Division of Respiratory, Critical Care, and Occupational Pulmonary Medicine, University of Utah Health Sciences Center/School of Medicine, Salt Lake City, Utah 84132, USA.
Respirology. 2010 Apr;15(3):576-9. doi: 10.1111/j.1440-1843.2010.01717.x. Epub 2010 Feb 7.

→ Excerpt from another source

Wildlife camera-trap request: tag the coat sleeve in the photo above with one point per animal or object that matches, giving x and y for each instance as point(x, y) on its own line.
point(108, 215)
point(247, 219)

Massive pulmonary embolism with haemodynamic instability has a high mortality. Traditionally these patients are treated with i.v. thrombolytic therapy. When this therapeutic approach is contraindicated, surgical embolectomy and most recently, percutaneous mechanical interventions are alternative treatment options. This case report presents a 73-year-old female with a residual hemiparesis secondary to a meningioma resection 45 days previously, who presented with progressive shortness of breath, accompanied by oppressive chest pain, hypotension, tachycardia and severe hypoxaemia. CT pulmonary angiogram confirmed a massive pulmonary embolism extending into the lobar branches bilaterally. The patient was treated with percutaneous mechanical thrombectomy with excellent haemodynamic and clinical outcomes.
大面积伴血流动力学不稳定的肺栓塞病死率高。传统上,此类患者采用静脉溶栓治疗。如果该治疗方法禁忌,手术取栓术和最近的经皮机械介入是替代治疗方法。本病例报告了 1 例 73 岁女性,45 天前因脑膜瘤切除术遗留偏瘫,以进行性呼吸困难、压迫性胸痛、低血压、心动过速和严重低氧血症为表现。CT 肺动脉造影证实为双侧肺叶分支内的大面积肺栓塞。患者接受了经皮机械血栓切除术治疗,血流动力学和临床结局均良好。